I was surprised to see claims that more than three quarters of working mothers have experienced pregnancy or maternity-related discrimination.
Apparently, they are missing out on promotion, being denied training, and even threatened with the sack for their life choice. Research by the Equality and Human Rights Commission suggested that a staggering 77 per cent believed they had been discriminated against.
While the Commission called for the government to take “urgent action” to stop the equivalent of 390,000 women supposedly experiencing negative treatment at work, calling it “unacceptable in modern Britain”, I would suggest that the survey findings were skewed towards something of a foregone conclusion. After all, the research wasn’t carried out by the Absolutely No Problems Here Commission.
Glassdoor Economic Research cited the “high cost of motherhood”, and suggested that children only served to widen the so-called “gender pay gap”, if such a thing exists. I don’t think it does.
It is a far more complex, nuanced situation than such sweeping declarations would suggest. However, my main issue is that they just do not tally with any experience I’ve had in almost two decades in recruitment – and frankly, if true, then employment lawyers would have an absolute field day. At the moment in Scotland, they are most certainly not.
Employers simply cannot be that brazen in discriminating towards working mothers. If discriminatory employers were as widespread as the research suggests, then they would face serious repercussions and their name would be blackened in our world of high-speed communication.
Clearly, more women than ever are juggling the commitments of work and family, yet some expect all the plates to keep spinning without any falling. Of course, that’s not necessarily their fault – not when their generation has been reared on the dubious notion that you really can have it all. You can’t; something has to give.

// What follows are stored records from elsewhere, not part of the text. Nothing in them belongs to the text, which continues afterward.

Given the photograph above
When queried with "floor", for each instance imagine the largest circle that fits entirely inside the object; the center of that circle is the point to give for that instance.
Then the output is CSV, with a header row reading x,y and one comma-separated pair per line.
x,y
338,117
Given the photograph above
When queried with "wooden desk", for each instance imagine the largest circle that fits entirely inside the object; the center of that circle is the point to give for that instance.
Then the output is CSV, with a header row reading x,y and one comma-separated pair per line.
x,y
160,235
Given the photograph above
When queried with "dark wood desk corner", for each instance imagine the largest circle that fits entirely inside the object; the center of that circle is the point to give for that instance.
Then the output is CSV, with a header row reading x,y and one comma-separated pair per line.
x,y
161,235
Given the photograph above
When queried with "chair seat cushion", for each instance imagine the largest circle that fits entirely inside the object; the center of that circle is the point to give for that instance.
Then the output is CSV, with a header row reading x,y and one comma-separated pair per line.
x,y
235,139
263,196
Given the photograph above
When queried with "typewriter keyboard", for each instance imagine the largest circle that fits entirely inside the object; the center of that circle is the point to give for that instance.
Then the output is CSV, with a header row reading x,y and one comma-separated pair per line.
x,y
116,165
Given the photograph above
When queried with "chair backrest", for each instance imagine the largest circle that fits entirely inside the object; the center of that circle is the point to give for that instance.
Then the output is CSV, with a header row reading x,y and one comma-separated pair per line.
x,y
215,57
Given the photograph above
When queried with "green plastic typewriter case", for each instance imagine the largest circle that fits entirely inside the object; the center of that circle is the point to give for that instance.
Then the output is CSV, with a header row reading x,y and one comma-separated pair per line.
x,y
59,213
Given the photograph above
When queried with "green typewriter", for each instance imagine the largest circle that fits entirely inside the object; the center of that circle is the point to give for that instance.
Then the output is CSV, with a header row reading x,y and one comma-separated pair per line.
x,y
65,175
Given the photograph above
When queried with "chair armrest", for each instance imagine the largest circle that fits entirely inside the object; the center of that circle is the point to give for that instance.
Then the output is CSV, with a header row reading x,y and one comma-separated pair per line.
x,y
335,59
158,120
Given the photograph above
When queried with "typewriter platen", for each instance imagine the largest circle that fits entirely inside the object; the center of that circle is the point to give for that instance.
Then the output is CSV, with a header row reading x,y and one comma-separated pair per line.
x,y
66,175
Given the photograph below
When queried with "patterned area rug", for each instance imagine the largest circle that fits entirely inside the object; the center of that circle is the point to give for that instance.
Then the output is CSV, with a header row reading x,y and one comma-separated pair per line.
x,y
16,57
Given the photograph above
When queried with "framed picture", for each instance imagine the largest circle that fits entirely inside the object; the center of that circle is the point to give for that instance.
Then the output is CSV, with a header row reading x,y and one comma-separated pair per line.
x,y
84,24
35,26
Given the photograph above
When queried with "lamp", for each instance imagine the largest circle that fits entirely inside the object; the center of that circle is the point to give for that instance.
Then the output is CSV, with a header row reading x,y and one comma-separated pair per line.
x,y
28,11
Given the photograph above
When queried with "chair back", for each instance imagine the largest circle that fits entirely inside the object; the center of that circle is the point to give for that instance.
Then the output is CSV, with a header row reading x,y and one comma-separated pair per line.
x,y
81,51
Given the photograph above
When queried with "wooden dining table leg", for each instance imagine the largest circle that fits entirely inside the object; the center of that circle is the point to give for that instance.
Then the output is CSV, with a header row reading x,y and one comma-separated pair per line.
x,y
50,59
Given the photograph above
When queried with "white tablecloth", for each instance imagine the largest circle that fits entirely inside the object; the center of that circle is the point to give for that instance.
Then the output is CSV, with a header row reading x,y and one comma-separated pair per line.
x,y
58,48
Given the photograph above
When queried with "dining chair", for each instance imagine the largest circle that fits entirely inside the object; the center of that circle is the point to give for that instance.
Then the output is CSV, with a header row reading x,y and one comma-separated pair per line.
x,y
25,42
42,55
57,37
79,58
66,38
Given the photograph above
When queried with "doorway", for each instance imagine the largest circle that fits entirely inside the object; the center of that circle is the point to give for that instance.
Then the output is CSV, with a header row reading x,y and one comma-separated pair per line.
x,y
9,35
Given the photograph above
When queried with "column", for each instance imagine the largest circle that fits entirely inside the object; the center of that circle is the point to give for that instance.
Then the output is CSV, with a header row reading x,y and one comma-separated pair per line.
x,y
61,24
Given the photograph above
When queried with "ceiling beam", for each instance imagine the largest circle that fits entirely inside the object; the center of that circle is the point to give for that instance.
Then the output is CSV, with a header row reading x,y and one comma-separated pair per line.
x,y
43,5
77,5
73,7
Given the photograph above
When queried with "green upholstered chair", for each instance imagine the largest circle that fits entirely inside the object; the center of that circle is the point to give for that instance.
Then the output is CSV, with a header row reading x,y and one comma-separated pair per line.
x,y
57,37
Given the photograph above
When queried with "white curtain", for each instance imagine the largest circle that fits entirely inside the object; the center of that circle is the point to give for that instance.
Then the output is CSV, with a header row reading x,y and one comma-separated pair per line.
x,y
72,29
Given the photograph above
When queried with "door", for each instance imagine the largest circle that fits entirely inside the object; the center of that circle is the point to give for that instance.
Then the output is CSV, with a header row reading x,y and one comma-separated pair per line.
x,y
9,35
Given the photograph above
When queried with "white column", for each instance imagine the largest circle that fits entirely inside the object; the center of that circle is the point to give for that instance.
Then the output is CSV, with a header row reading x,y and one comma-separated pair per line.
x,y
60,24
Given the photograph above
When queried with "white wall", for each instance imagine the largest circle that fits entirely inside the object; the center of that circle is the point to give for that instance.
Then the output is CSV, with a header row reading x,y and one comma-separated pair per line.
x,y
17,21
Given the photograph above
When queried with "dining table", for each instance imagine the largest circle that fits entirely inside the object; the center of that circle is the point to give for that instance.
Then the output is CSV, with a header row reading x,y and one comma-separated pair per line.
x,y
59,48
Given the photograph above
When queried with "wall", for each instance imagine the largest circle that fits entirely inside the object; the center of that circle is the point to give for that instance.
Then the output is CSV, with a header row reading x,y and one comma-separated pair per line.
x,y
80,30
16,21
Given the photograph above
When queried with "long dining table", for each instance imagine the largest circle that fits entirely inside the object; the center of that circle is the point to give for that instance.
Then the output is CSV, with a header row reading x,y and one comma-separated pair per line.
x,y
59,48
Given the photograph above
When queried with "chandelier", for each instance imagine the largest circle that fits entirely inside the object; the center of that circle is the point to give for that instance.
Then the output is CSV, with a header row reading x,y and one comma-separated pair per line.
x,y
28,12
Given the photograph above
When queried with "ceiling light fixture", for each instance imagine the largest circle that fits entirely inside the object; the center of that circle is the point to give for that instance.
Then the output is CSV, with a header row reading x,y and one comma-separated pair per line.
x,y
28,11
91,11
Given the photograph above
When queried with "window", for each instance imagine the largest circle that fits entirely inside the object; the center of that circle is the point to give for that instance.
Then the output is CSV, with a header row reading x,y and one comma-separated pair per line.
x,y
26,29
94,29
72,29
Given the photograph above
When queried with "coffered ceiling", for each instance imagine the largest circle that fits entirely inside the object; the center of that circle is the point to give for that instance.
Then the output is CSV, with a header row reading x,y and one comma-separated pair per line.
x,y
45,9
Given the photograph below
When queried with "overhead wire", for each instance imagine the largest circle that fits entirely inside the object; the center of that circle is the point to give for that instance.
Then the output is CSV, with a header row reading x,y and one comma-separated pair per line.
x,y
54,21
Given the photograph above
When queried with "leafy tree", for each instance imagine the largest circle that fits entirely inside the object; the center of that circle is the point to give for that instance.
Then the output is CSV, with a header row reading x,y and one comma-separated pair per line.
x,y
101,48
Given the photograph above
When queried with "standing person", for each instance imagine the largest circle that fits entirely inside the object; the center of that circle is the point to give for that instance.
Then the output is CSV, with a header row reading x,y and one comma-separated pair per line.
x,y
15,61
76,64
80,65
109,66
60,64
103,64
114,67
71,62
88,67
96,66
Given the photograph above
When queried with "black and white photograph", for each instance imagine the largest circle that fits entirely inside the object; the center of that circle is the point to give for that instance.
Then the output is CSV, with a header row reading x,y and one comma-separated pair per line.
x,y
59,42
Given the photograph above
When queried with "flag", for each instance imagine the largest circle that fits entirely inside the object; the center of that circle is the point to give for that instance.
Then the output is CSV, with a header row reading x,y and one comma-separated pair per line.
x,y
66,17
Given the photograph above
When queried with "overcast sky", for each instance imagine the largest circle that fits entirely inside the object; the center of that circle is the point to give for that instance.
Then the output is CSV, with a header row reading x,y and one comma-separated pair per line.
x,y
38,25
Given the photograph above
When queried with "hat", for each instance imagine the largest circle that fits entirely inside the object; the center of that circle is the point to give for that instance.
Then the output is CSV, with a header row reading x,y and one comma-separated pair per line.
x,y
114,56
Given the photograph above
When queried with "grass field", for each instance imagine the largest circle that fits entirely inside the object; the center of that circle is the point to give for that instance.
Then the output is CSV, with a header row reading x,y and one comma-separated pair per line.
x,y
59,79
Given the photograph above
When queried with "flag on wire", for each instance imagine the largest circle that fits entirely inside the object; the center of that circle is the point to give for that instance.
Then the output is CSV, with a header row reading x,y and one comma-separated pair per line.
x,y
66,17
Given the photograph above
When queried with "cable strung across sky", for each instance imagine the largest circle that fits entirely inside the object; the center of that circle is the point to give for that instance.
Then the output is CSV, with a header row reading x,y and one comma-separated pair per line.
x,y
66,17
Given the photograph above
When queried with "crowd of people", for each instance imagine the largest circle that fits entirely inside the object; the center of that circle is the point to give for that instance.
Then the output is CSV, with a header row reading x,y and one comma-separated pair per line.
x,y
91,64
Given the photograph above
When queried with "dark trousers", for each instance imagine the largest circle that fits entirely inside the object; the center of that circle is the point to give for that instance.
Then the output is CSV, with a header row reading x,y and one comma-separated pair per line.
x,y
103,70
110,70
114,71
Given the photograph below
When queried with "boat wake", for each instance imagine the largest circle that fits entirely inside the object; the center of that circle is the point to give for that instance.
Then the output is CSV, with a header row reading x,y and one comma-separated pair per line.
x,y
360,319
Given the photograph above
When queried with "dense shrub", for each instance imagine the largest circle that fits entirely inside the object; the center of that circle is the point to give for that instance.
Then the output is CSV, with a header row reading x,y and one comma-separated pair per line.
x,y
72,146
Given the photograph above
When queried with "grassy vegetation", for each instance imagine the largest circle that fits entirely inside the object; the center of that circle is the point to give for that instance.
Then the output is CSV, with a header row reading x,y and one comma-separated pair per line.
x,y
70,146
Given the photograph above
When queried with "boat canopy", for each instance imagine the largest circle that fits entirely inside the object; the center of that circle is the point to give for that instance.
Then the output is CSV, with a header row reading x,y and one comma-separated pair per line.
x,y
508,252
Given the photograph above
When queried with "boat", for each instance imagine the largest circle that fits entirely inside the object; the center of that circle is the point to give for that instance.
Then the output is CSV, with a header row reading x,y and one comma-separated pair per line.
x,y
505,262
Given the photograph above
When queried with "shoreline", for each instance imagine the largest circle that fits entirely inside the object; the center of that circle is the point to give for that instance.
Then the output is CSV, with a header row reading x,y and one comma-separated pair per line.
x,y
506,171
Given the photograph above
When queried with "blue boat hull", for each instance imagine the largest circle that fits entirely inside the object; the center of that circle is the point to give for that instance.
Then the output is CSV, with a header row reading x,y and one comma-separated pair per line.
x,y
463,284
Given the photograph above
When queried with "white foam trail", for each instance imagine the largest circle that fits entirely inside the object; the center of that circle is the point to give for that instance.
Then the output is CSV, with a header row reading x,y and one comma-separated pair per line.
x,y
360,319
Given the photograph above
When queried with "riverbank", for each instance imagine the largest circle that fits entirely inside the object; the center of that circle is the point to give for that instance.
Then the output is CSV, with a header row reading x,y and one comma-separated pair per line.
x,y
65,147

A career and motherhood shouldn’t be mutually exclusive, but how can you expect to maintain your career trajectory when you’re naturally devoting more and more time to your young family, while trying to avoid shelling out horrifically huge sums for childcare? The vast majority of businesses I deal with do everything possible to support both pre and post-pregnancy, but they are just that – a business.
Arguably, being a mother is the most important job you’ll ever do – and cutting back your work hours is the best decision you can make in the interests of your family. If that means that your career advancement is put on ice, then so be it.
I have yet to meet a hugely successful working mother who doesn’t rue the trading of family time against work time.
• Sarah McParland is director of Glasgow-based recruitment specialist Lusona.